И вот, сидя в правлении этого колхоза и слушая, как председатель разговаривал по телефону с каким-то Федором, а повесив трубку, еще и ругнул его «чертом косоруким» за то, что тот требовал чего-то такого, что заставило председателя и раз и два поскрести лысину, — я вспомнил о дорожном знакомстве и спросил, а что это за человек Федор.
— Что это за человек? — председатель опять почесал затылок, потом взял со стола резное деревянное пресс-папье, покрутил его в руках, подумал. — Столяр он. И как работник — дай бог. Это так я его косоруким, между прочим, — руки у него золотые… А как человек… — еще подумал, подыскивая нужное слово, — человек, как бы сказать, с чудинкой. Непохожий какой-то. Строгает, строгает, а потом вдруг, ни с того ни с сего, возьмет стружину посмолистее и начнет ее на свет разглядывать, нос в нее воткнет, нюхает и думает о чем-то, будто и он и не он это делает…
«Не мой ли знакомый?» — подумал я. А председатель между тем продолжал:
— В больничку нашу, где его жена работает… — тут он на секунду запнулся, — да, теперь, считай, уже жена, недавно расписались. Так вот в больничку для ребятишек, которым там тоже бывать случается, всяких стульчиков, полочек, игрушек понаделал. Да все так здорово. Я говорю, выписывай счет, оплатим, не такой уж бедный колхоз. А он рассмеялся, будто я неумное что сказал. «Чудак, говорит, ты, Бородин…» И все. Значит, не он, а я — чудак…
«Нет, пожалуй, это не тот Федор, какого я знаю…»

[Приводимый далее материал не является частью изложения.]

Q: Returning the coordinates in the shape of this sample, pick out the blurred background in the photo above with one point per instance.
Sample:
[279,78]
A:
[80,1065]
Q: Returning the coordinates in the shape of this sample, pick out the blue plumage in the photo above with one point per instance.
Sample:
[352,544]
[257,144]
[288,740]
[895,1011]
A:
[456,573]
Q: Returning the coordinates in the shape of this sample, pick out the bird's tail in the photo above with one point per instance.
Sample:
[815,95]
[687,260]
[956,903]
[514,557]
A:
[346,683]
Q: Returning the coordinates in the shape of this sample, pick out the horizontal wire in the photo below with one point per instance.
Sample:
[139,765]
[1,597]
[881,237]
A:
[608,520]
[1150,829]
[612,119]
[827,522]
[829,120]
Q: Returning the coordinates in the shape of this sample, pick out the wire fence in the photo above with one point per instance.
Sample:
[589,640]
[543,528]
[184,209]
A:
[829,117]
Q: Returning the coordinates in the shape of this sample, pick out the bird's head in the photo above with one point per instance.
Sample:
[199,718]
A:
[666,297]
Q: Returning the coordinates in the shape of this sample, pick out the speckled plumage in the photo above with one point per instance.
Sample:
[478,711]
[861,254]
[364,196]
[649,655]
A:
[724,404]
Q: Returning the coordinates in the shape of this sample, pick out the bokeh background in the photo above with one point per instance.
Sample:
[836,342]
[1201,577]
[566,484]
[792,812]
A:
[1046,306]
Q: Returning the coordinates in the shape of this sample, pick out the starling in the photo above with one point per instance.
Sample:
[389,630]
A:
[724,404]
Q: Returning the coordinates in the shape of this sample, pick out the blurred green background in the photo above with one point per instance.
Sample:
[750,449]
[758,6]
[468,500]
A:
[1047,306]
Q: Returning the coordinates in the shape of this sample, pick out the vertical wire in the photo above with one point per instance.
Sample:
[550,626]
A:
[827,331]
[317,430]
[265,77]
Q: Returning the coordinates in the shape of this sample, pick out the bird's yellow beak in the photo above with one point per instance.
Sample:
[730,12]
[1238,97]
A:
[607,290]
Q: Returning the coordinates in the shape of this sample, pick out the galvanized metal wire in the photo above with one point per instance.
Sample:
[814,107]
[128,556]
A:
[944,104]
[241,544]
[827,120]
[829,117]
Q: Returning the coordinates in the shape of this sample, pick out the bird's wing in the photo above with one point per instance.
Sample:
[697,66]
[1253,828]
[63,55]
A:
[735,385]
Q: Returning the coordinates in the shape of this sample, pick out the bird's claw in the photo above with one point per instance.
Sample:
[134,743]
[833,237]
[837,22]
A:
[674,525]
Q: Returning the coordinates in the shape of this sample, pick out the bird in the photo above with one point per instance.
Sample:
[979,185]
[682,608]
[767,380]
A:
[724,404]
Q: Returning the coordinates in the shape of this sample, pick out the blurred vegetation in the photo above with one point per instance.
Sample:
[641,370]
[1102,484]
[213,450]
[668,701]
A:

— А как-то раз, — председатель, должно быть вспомнив что-то, добродушно усмехнулся, — за дворами дело было — он там рамы у коровника чинил — гляжу, стоит и куда-то в поле смотрит. Да так-то пристально, ну будто дело делает. Подхожу, стал рядом, гляжу — за полями, над лесом радуга горит. Неужто на нее воззрился мужик? На нее! А меня заметил еще и пригласил: гляди-ка, мол, какая красота, будто и он, и я эту красоту в первый раз увидели…
Председателя вызвали по какому-то срочному делу, и он заторопился.
— В другой раз доскажу. А то так — если интересно — сам сгуляй в соседнее село, в Чистую Поляну — он там живет, Федор-то. После объединения это вторая бригада колхоза. Как войдешь — не то седьмой, не то восьмой дом на левой руке. Да там спросишь…
Я, конечно, «сгулял» до Чистой Поляны. Было туда каких-нибудь два километра, и через полчаса я уже входил в раскинувшееся по берегу реки зеленое, очень уютное село. Школу на околице окружали высокие тополя; еще какое-то большое белое здание, должно быть больница, тоже все было в зелени; позади домов тянулись густые сады.